Whether it's down to the rise of social media, or the more recent Corbyn effect, UK election turnout has been steadily rising over the last few years, hitting 68.7% at the last General Election. Great news one might think, until we look a bit further back to the 70s, 80s and 90s, when election turnouts were consistently within the 70-80% bracket, hitting the heady heights of 78.8% in the election of February 1974. Take a longer term view and its clear there's been a decline in voter numbers, arguably caused by politicians' inability to engage the electorate, and failure to keep up in a digital world. Indeed, although technology exists which would potentially enfranchise many more voters, the UK Government has been slow to put things in place which would remove the barriers many face when casting a secure and secret vote.
Back in August last year, I submitted a blog which focused on equal voting rights for those with disabilities, blindness or partial sight. It focused on a single question. Why, in today's digital world, do we rely almost entirely on analogue voting processes, when the technology exists to ensure there is inclusivity for all? In other words, when those with disabilities use technology to enhance and enrich their lives in so many ways, surely the option to vote online should be available now - what are we waiting for? As Nicky Gavron AM rightly points out in a recent report by Webroots Democracy: "It is frankly unacceptable that we have a situation in which hundreds of thousands, if not millions, of vision impaired and disabled voters in the UK are unable to vote independently and in secret, when in other countries they are able to do so."
Webroots Democracy's report - 'Inclusive Voting, Improving access to elections with digital democracy' - talks about the human right to be able to cast a secret and independent vote and outlines the barriers currently faced, be they accessibility to polling stations or having to rely on proxy or postal voting, neither of which offers complete assurance or secrecy. The option to cast a secure and private vote isn't new technology. Indeed, it has been available for many years and, as the Webroot Democracy report rightly points out, is utilised by governments around the world including, but not restricted to, Australia, Estonia and Switzerland. When it comes to security, there is more than 18 years of accumulated R&D, cryptography, verifiability and auditability behind e-voting technology - so why is there resistance to online voting and why is it taking so long to put in place?

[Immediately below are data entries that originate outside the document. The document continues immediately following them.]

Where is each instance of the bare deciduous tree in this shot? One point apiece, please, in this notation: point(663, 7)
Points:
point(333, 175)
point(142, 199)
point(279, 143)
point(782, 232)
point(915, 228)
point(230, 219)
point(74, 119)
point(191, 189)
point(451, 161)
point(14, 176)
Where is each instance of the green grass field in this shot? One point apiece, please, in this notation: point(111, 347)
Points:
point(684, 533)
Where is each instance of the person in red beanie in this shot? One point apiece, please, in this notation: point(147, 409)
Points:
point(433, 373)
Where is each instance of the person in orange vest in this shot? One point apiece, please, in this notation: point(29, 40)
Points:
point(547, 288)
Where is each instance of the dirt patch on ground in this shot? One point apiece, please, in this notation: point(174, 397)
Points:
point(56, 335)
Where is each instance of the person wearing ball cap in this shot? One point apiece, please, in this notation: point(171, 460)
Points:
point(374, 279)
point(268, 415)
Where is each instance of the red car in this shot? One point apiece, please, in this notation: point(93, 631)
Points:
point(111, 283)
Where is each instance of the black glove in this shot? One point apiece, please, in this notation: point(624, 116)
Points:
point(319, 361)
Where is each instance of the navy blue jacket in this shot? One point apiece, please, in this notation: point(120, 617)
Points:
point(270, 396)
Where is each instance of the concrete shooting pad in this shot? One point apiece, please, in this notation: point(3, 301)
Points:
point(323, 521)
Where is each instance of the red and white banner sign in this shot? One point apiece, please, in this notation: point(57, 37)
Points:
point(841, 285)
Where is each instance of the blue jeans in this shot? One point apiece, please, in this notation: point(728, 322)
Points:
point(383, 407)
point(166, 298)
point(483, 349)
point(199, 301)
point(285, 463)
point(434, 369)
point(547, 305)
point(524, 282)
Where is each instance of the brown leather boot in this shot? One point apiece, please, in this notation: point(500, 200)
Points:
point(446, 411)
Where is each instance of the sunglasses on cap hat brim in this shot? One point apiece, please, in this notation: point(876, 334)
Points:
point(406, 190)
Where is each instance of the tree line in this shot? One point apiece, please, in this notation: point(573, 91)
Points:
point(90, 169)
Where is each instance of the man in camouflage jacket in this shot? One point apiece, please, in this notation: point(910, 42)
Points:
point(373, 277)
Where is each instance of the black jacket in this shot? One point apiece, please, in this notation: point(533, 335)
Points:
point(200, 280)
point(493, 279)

Additionally, we know there is demand for voting technology from those with disabilities worldwide. Scytl has, for example, implemented online voting capabilities for internal elections at the Barcelona Municipal Institute for Persons with Disabilities. Similarly, in New South Wales, Australia, online voting was introduced after the issue of inaccessibility was taken to court. Online voting was introduced in Australia for visually impaired and later expanded to include expatriate voters.
Clearly the UK Government has a long way to go in order to improve accessibility. It must be a priority and not the 'afterthought' outlined in the Inclusive Voting report. I welcome the recommendations given by Webroots Democracy which includes the urgent need to "initiate pilots for online voting as a matter of priority in the new Parliament, with a view to an online voting option being in place for the next UK General Election", as well as a call for the "Equality and Human Rights Commission (to) explore whether or not the existing voting systems is in breath of the Human Rights Act 1998".
Any further delay to offering online voting for those with disabilities, blindness or partial sight, along with other recommendations made by Webroots Democracy around registering to vote and accessing information on the election, parties and policies, reinforces the conclusion that these groups are merely an afterthought when it comes to including and enfranchising the electorate. Not only this but online voting comes with huge advantages including a faster and more accurate vote counting process, prevention of human errors like over or under counting, multi-language support, greater convenience, better engagement from digital natives and the environmental benefit of reducing reliance on paper-based systems.
In an increasingly digital world where demand for online services continues unabated in all walks of life, government and public sector organisations need to embrace cyber voting as standard, providing a complimentary channel to traditional paper and postal voting.